Izabela Sowa odważnie żongluje konwencjami
Najnowszą książkę Izabeli Sowy „Tymczasem" recenzuje Hanna Rydlewska, redaktor naczelna Weekend.gazeta.pl.
Kim jest Monique? „Francuską łączniczką, która przywozi blokersom newsy z planety zamieszkanej przez kastę ponowoczesnych braminów. Czasem wpadnie do willi jednego z uprzywilejowanych, by pocieszyć jego zdradzaną żonę i odświeżyć jej garderobę. Podaruje kilka złudzeń, wartych tyle samo co złudzenia sprzedawane biedakom".
Główna bohaterka nowej powieści Izabeli Sowy żyje w ciągłym zawieszeniu. Gdzieś między rodzinną Bukowiną, za którą tęskni, ale w której czuje się obco, a stolicą, do której aspiruje i której nienawidzi zarazem. Gdzieś między wyśnionym Paryżem - każdy ma taki Paryż, na jaki zasłużył - a Krakowem, z którym łączą ją sentymentalne związki. Rozdarta między wspomnieniami z początków lat 90., kiedy wszystko wydawało jej się możliwe, a współczesnością, radosną niczym „knedle z Lidla i jazda na gapę", Monique vel Monika Fortuna nie potrafi nigdzie osiąść. Nigdzie nie jest u siebie. Z pewnością nie w warszawskim mieszkaniu, urządzonym za franki na bollywoodzką modłę. I raczej nie na warszawskich salonach, które jako stylistka próbowała szturmować, z miernym skutkiem - felietony w magazynie „Światowid" pozwalają jej co najwyżej na opłacenie rachunków i zakup cytrusów, a romans, który nawiązała z Konradem, Kaszpirowskim coachingu, trudno uznać za gorący.

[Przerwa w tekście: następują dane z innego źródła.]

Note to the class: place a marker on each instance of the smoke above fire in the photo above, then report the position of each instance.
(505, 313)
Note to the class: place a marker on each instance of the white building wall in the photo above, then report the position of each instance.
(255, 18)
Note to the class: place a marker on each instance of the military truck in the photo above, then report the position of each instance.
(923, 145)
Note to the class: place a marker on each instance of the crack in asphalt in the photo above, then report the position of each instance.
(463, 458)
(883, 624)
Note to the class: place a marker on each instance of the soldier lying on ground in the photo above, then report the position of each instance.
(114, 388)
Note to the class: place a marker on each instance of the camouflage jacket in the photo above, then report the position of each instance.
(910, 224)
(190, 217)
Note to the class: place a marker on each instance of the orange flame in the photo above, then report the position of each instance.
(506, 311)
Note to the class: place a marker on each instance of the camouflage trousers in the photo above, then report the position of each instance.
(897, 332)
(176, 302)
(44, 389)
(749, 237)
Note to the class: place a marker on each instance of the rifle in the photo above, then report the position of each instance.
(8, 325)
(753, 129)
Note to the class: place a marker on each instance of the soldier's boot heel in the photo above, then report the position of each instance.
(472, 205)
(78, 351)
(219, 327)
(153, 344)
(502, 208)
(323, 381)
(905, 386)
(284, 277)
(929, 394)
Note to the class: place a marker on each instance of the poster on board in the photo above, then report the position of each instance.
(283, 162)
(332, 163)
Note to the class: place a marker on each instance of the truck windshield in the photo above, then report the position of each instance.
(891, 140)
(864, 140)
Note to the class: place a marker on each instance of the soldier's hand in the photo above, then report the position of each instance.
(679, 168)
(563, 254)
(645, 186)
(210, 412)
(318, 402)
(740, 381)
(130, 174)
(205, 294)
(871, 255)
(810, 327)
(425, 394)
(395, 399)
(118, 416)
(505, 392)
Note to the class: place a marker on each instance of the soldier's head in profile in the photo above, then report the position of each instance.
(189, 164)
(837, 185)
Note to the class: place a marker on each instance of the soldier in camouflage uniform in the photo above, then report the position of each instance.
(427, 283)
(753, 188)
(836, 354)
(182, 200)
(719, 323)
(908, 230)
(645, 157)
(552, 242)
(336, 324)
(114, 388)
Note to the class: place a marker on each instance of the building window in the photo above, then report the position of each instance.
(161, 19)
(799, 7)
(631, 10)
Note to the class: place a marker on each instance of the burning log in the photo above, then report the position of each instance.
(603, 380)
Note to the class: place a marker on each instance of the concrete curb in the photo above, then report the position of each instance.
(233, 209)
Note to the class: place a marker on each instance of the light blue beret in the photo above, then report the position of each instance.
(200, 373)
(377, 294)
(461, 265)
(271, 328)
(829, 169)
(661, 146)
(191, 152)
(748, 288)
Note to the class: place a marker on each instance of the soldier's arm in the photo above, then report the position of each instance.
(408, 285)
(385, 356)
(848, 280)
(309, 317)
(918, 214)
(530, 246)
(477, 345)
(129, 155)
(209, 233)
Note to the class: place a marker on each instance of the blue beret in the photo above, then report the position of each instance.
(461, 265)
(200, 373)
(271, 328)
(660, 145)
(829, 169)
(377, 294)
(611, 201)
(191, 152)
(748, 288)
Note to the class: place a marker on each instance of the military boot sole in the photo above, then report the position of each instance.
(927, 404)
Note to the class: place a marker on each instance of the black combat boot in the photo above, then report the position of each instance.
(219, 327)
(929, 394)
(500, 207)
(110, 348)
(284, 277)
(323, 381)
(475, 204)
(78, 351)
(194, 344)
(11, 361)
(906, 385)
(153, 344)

Bezpieczna Monika wydaje się wyłącznie w świecie wspomnień o Auguście, przyszywanym wuju, ekscentrycznym elegancie i mentorze, który podsuwał jej w okresie dorastania albumy o malarstwie, uczył savoir-vivre'u, strofował, no i zachęcał do nonkonformizmu, za który sam zapłacił wysoką cenę. Próba odszukania wuja stanie się dla niej impulsem do wewnętrznej przemiany. Bo nie o zaginionego wuja w „Tymczasem" chodzi - skądinąd ten wątek rozwija się zgrabnie - lecz o Monikę straconą w świecie symulakrów i botoksu na raty.
W tej historii jest wszystko: kryminalny wątek, rozmowy o duchowości, portret pokolenia już bardziej zrezygnowanego niż oburzonego na cokolwiek, góralska gwara, rodzinna trauma, problemy polskiego mieszkalnictwa, karykatura nadwiślańskiego „hajlajfu", cytaty z Homo Twist, kpina i romantyzm, wina, kara i odkupienie. A, przepraszam, jest też kot o imieniu Zuzia. Izabela Sowa odważnie żongluje konwencjami. Na szczęście nie traci głowy tam, gdzie jej bohaterka pozwala sobie na odlot.
„Tymczasem" można czytać jako słodko-gorzką, zdekonstruowaną opowieść o spóźnionym dorastaniu - tyle że zamiast Piotrusia Pana dostajemy Mademoiselle Monique. Można także w powieści Sowy zobaczyć próbę uchwycenia szerszej perspektywy, obśmiania emocjonalnej prowizorki, którą na co dzień uprawiamy. Wszystko dziś jest na chwilę: pasje, zawodowe sojusze, autorytety. O związkach nie wspominając. Przyjaciół nie szanujemy, partnerów wymieniamy częściej niż szczoteczki do zębów. Kochamy „tymczasem". Wieczny jest tylko kredyt. I przekonanie, że życie jest gdzie indziej.
Opowieść o kobiecie (nie zawsze) sukcesu
Monique jest niczym ideał z kolorowych czasopism, które czytała jako nastolatka: jest wykształcona, pracuje jako osobista stylistka i występuje w telewizji. W rzeczywistości – jak niemal każdy – boi się, że zabraknie jej na ratę za mieszkanie, a kariera w show-businessie to dla niej tak naprawdę bieganie z wieszakiem za pozbawionymi gustu żonami biznesmenów.
Traf chce, że wyjeżdża ze skąpanej w złudzeniach Warszawy do otulonego smogiem Krakowa. Korzystając z okazji, postanawia odwiedzić wuja Augusta, któremu zawdzięcza wykształcenie w Paryżu – i znacznie więcej. Czy i tym razem spotkanie z nim zmieni coś w jej życiu?
Powieść o nas samych – potrafiących żyć tylko TYMCZASEM. Może dlatego, że kiedyś obiecano nam niemal wszystko, a pozostawiono z kredytem do spłacenia?